How to write a Python module/package?

yowmamasita picture yowmamasita · Apr 1, 2013 · Viewed 386.4k times · Source

I've been making Python scripts for simple tasks at work and never really bothered packaging them for others to use. Now I have been assigned to make a Python wrapper for a REST API. I have absolutely no idea on how to start and I need help.

What I have:

(Just want to be specific as possible) I have the virtualenv ready, it's also up in github, the .gitignore file for python is there as well, plus, the requests library for interacting with the REST API. That's it.

Here's the current directory tree

.
├── bin
│   └── /the usual stuff/
├── include
│   └── /the usual stuff/
├── lib
│   └── python2.7
│       └── /the usual stuff/
├── local
│   └── /the usual stuff/
└── README.md

27 directories, 280 files

I don't even know where to put the .py files, if I ever make one.

What I wanted to do:

Make a python module install-able with "pip install ..."

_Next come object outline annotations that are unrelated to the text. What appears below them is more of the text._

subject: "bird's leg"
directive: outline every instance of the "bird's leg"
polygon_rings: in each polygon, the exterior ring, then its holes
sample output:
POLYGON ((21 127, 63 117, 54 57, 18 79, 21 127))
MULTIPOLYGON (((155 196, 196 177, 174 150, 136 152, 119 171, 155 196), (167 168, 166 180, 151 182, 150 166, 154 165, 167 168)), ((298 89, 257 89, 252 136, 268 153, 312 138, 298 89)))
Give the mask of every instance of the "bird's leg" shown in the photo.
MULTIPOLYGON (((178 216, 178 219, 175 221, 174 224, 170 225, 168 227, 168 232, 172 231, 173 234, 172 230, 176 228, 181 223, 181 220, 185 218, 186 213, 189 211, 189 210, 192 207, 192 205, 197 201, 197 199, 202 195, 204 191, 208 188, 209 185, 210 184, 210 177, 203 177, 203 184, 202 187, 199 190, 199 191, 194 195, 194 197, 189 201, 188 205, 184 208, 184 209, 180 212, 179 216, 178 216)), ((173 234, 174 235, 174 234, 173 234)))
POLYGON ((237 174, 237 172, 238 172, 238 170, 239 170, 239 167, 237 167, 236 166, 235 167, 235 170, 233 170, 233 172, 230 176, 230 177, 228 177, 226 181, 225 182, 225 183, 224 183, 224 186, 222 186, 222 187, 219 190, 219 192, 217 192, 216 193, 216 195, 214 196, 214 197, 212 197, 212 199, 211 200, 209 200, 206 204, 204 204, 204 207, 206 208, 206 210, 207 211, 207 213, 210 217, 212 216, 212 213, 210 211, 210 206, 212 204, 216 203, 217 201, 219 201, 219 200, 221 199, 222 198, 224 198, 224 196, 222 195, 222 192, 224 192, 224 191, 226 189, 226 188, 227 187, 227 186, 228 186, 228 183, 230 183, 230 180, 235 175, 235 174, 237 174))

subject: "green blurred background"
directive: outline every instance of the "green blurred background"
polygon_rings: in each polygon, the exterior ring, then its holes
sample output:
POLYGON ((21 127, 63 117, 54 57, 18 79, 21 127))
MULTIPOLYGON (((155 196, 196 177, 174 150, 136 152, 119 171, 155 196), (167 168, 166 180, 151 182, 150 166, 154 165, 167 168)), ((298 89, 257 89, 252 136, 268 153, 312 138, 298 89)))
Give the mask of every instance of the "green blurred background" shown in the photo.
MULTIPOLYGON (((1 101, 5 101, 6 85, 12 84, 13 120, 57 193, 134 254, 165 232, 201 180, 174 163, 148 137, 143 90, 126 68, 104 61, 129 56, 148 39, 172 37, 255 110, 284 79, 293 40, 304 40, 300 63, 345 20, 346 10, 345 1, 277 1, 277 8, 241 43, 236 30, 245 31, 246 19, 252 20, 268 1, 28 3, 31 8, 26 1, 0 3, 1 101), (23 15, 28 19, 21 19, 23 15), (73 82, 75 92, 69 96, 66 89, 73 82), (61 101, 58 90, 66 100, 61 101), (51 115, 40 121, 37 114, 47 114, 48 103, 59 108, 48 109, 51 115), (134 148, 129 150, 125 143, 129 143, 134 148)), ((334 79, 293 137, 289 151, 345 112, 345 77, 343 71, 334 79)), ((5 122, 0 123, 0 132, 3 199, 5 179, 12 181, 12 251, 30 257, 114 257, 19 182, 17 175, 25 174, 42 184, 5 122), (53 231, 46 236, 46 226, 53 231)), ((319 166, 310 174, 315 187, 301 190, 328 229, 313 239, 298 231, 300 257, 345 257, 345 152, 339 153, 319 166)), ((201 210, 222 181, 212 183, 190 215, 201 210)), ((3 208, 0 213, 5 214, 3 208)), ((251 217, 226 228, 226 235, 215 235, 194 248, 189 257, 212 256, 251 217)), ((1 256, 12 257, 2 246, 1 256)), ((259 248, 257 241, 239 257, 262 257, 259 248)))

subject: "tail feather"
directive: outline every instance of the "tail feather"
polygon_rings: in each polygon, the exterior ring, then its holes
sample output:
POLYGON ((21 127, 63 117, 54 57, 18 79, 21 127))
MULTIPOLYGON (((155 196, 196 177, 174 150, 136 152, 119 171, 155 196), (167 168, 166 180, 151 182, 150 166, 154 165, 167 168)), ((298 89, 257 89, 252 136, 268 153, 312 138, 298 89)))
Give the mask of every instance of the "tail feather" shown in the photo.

If possible, I want a general step by step process on writing Python modules.

Answer

Anuj picture Anuj · Apr 1, 2013

A module is a file containing Python definitions and statements. The file name is the module name with the suffix .py

create hello.py then write the following function as its content:

def helloworld():
   print "hello"

Then you can import hello:

>>> import hello
>>> hello.helloworld()
'hello'
>>>

To group many .py files put them in a folder. Any folder with an __init__.py is considered a module by python and you can call them a package

|-HelloModule
  |_ __init__.py
  |_ hellomodule.py

You can go about with the import statement on your module the usual way.